Motor rifle division of the Soviet military

The 89th Motor Rifle Division was a motor rifle division of the Soviet Army, formed twice. The division was first formed in 1957 from the 14th Mechanized Division, which was the former 284th Rifle Division (3rd formation). In 1966, it was reformed as a mobilization division. In 1987, it became a territorial training center and a storage base soon after. It was disbanded in 1996. The unit was based at Tambov.

== History ==
In 1957, the 89th Motor Rifle Division was formed in the Transbaikal Military District at Dauriya, Chita Oblast. It was formed from the 14th Mechanized Division, the former 284th Rifle Division (3rd formation). It inherited the honorific "Khingan". The division was composed of the 39th, 376th and 379th Motor Rifle Regiments and the 206th Tank Regiment (former 206th Tank Brigade). The division was disbanded on 1 July 1958.

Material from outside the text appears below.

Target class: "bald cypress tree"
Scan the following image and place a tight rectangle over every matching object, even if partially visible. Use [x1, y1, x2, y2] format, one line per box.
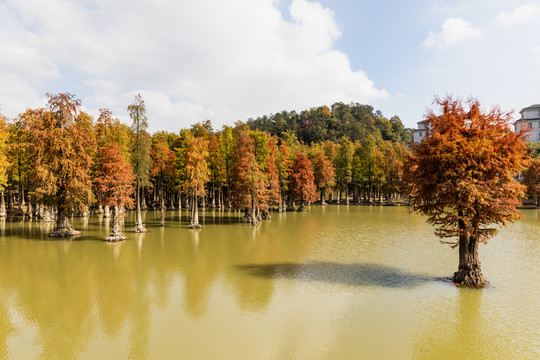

The 89th Motor Rifle Division was reformed on 18 June 1966 at Tambov, part of the 13th Guards Army Corps. It was a mobilisation-only formation with no personnel permanently allocated, and did not inherit the lineage of the previous formation. It would have drawn on small numbers of officers from other units if mobilised, plus reserve callups. It included the 669th, 672nd and 677th Motor Rifle Regiments, the 182nd Separate Reconnaissance Battalion and other units. On 30 November 1967, the 677th became the 385th and was moved to the 243rd Motor Rifle Division. It was replaced by another motor rifle regiment. In September 1987, the division became the 1042nd Territorial Training Center. On 1 October, it became the 5347th Weapons and Equipment Storage Base. In September 1990, the base became part of the 22nd Guards Army. On 19 November 1990, the base was reported as having 187 T-55 tanks. The storage base was disbanded in 1996.